Bishop Arts Station, easily the largest mixed-use real estate project to come to Bishop Arts District in decades, appears to remain on track for an August groundbreaking.
Since the developer, Alamo Manhattan, obtained approval from Dallas City Council in March for $11.75 million in tax increment financing, this $57 million multifamily and retail development has been back to the Urban Design Peer Review Panel.
The UDPRP saw an updated and more detailed version of designs at a May 22 session, with particular focus on the plaza portion and how it interacts with the Dallas Area Rapid Transit light rail station to be placed there.
Bishop Arts Station is to include 209 apartment units and 25,200 square feet of restaurant and retail space. It is located at the northwest and southeast corners of Zang Boulevard and West Davis Street. Conditions for the TIF money include a mixed income housing policy, with at least 20 percent of units at affordable rates for 15 years. Alamo Manhattan must obtain the building permit by June 30, 2017 and a certificate of occupancy by Dec. 31, 2019.
Meanwhile, there is a sense in the community that the project has come a long way from the concept that received so much criticism last year. Alamo Manhattan made significant changes in response to concerns that Bishop Arts Station was just a clone of Uptown style of development, without regard to the unique nature of Bishop Arts.
David Spence of Good Space, an attorney and long-time developer and champion of Bishop Arts, likened the most recent designs to downtown Fort Worth: “They went from using red brick to buff-colored (yellow) brick.
Spence was also optimistic about the marketability of the project.
“There are tons of people, especially young educated people, who want to come back to the city to live. My tenants who moved here typically grew up in the suburbs, now have a degree and don’t want to go back to the suburbs,” Spence said.
Uptown is a much more expensive option and has a different vibe, Spence added. Potential renters are coming because they’re attracted to the racial and economic diversity that North Oak Cliff has. Five years ago, rents were going for around $1 per square foot. By the time of the project’s estimated completion in April 2018, Bishop Arts Station will probably command $2 per square foot.
Demand for retail is strong as well, he added. There have been concerns in the community on whether local merchants will be able to participate, or will the usual mix of national chains dominate?
“I don’t know. That’s what we’re going to find out. It’s an experiment. I know (Alamo Manhattan president) Matt Segrest is fascinated with this urban landscape. He is wanting to take it to the next level and not homogenize it. The problem is all these people are borrowing money, and the lenders are comfortable with lending to J.Crew and that ilk,” Spence said.

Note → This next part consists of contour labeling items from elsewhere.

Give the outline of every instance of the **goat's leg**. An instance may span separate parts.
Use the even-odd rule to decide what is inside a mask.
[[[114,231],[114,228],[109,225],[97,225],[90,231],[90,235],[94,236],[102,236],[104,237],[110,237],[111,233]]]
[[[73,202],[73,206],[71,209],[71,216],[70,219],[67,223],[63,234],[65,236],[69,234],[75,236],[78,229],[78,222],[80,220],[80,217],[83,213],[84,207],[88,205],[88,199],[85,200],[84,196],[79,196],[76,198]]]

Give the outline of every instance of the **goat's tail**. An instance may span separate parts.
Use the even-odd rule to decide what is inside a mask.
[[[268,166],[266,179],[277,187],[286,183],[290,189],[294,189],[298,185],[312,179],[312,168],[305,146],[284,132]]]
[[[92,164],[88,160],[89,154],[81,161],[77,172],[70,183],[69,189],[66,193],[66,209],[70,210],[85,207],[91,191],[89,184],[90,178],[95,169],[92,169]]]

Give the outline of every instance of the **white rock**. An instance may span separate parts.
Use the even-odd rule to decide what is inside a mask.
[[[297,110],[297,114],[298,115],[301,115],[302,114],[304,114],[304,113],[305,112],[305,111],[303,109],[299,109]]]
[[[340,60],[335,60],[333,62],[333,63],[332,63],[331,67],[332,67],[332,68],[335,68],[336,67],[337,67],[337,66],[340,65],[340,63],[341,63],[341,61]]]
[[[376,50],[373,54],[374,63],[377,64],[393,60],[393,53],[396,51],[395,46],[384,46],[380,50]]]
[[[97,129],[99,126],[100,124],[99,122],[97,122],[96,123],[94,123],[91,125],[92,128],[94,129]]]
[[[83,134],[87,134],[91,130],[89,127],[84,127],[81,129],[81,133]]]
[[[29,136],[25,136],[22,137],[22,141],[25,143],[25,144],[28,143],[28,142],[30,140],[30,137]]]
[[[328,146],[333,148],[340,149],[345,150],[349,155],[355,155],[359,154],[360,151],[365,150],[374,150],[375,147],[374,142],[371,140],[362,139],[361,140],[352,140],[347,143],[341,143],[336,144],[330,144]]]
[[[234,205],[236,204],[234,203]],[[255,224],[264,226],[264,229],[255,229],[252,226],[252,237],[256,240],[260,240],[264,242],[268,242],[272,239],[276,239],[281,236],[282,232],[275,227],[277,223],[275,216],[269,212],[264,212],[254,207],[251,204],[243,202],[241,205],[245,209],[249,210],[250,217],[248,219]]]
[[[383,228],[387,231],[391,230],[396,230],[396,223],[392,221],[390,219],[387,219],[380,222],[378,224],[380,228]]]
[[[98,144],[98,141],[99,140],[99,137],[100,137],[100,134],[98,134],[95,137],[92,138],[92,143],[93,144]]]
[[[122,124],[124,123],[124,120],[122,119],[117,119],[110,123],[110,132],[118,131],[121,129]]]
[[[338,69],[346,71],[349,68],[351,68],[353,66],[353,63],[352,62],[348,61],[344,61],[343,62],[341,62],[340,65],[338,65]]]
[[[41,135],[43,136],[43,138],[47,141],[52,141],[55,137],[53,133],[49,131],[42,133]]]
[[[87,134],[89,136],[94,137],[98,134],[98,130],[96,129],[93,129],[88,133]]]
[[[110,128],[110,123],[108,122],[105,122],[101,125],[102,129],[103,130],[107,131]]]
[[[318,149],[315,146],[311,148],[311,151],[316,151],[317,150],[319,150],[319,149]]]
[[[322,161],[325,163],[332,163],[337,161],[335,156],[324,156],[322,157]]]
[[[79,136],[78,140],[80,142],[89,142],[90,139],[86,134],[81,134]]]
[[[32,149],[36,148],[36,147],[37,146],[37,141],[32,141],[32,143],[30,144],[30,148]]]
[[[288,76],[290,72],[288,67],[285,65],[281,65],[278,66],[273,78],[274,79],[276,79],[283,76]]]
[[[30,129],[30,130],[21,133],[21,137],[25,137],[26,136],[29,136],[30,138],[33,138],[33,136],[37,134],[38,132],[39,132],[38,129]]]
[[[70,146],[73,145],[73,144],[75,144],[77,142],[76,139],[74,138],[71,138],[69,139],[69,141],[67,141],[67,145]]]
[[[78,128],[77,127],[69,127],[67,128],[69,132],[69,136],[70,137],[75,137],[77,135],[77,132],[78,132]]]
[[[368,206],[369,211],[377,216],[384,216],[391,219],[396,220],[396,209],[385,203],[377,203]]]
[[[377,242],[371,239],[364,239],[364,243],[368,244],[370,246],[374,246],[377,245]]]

Another major element of the project is its density and the tie-in to the streetcar extension DART is laying in that direction.
“We spent close to $60 million bringing the streetcar downtown to that point, and it’s $1 million a year per mile to operate. The only way that works is if you bring in density. The city has made a very expensive investment at that corner and anybody in transit-oriented development will tell you that you’ve got to build density all along that route if you want to get any return on investment,” Spence said.
Alamo Manhattan was the first in this decade to gamble on this area of North Oak Cliff, but several other projects of even higher density are on the drawing boards.